Managing the logistics of continual change: travel and the new normal for Marine and Energy businesses
Gary Pearce, chief commercial officer ATPI Marine and Energy. Managing the logistics of continual change
Managing the logistics of continual change:
travel and the new normal for Marine and Energy businesses
Planning and managing travel to offshore locations is complex under normal circumstances. Moving the right highly-specialist people to the right crew rotation port or heliport takes logistics professionals with a military-style approach to scenario planning.
Gary Pearce, chief commercial officer ATPI Marine and Energy
Managing the logistics of continual change:
travel and the new normal for Marine and Energy businesses
Gary Pearce, chief commercial officer ATPI Marine and Energy.
Planning and managing travel to offshore locations is complex under normal circumstances. Moving the right highly-specialist people to the right crew rotation port or heliport takes logistics professionals with a military-style approach to scenario planning.

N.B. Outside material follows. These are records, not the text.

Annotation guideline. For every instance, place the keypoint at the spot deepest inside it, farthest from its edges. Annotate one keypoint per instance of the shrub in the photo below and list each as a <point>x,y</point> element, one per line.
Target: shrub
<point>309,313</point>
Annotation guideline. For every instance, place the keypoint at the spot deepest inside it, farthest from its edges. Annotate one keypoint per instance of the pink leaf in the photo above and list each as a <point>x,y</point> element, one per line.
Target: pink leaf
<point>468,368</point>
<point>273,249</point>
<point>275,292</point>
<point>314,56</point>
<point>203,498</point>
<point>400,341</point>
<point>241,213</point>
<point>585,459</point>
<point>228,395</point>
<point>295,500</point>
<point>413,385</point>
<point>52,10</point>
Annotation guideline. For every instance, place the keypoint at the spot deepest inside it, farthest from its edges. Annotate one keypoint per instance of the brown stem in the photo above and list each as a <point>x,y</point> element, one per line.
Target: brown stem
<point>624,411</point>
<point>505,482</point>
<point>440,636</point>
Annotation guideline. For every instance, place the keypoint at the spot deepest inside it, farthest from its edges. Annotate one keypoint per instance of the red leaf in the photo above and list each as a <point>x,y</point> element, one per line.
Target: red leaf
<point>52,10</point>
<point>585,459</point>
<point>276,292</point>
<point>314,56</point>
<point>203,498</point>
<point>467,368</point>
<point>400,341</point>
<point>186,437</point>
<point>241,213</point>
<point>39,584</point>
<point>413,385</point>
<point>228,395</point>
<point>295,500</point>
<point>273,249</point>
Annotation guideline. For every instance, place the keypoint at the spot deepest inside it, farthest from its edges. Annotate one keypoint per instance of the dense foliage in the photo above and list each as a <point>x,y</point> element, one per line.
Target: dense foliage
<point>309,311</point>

Add a global pandemic and an almost worldwide shut-down of international air travel to the equation, and circumstances are acutely compounded. In most cases, workers in the marine and energy sectors are essential. Their safe operation of vessels and rigs ensures lights stay on, and that nations around the world receive the cargo and goods they need.
Keeping the marine and energy sector moving is not an optional operation. Global commerce has to continue.
As the spread of COVID-19 has forced much of the world into lockdown, and international borders to close, there are momentous challenges being overcome every day to ensure that essential workers in the sector can get where they need to, and safely.
Immediate impact
It’s fair to say that the speed at which lockdowns happened around the world – with varying degrees of severity – took most organisations, and governments, by surprise.
For those businesses that rely on regular crew rotations, people in transit were unable to get to the location they needed to be in, and those offshore faced challenging journeys to be able to return home.
Quickly imposed quarantine restrictions and border closures meant that many offshore workers and seafarers have faced lengthy spells at sea.
For a marine and energy business the immediate impact on travel plans caused huge challenges to operations. Building in 14 day quarantine periods at either end of a journey, overcoming a lack of commercial flights, and working with governments around the world to ensure ever-changing border restrictions do not overturn plans for a crew hours away from arriving in a port city, are just some of the measures introduced in a very short period of time.
And of course, the duty of care responsibility to people has been front and centre of trying to overcome the barriers in play. Duty of care has always been at the forefront of offshore work, and in this situation the careful due diligence paid to the mental wellbeing of those remaining offshore for long periods has become ever more important.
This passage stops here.